NTW's activities were run by an Organising Committee of Pearl Connor (Honorary Secretary), June Baden-Semper (Assistant Secretary), Tanya Morgan (Treasurer) and June Leach (Assistant Treasurer) with Christian Simpson of the BBC as Artistic Coordinator together with the actors and theatre directors Bari Johnson and Horace James. With the support of Michael Slattery, who arranged for the NTW to have free use of the Africa Centre for rehearsals, a number of productions - many touring - were organised between December 1964 and December 1965. These included Bethlehem Blues, The Dark Disciples and The Prodigal Son. Most of these productions were performed in churches throughout London because they offered their facilities free of charge. In January 1966, The Prodigal Son was performed at Lewisham Town Hall and Hackney's Baths Hall and a BBC television production of The Dark Disciples, subsequently selected as the British entry for the First World Festival of Negro Arts in Dakar (Senegal), was broadcast at Easter 1966.
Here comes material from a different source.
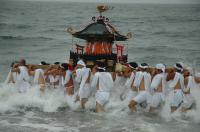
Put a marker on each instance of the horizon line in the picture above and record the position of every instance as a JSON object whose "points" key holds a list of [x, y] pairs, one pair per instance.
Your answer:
{"points": [[107, 2]]}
Throughout its life, the NTW's development was restricted by lack of funds and a permanent base. Negotiations for an annual grant from the Arts Council, Trusts and charities were handicapped by their lack of a permanent home and performance space. Negotiations with the GLC for a lease to occupy Wilton's Music Hall looked promising but in the end came to nothing.
Although the NTW was comparatively short lived, it was a seminal organisation in several ways. Through its productions it helped to train numerous actors, dancers, writers and directors, built the reputations and raised the profiles of many in the profession and in this way enabled them to obtain their equity cards.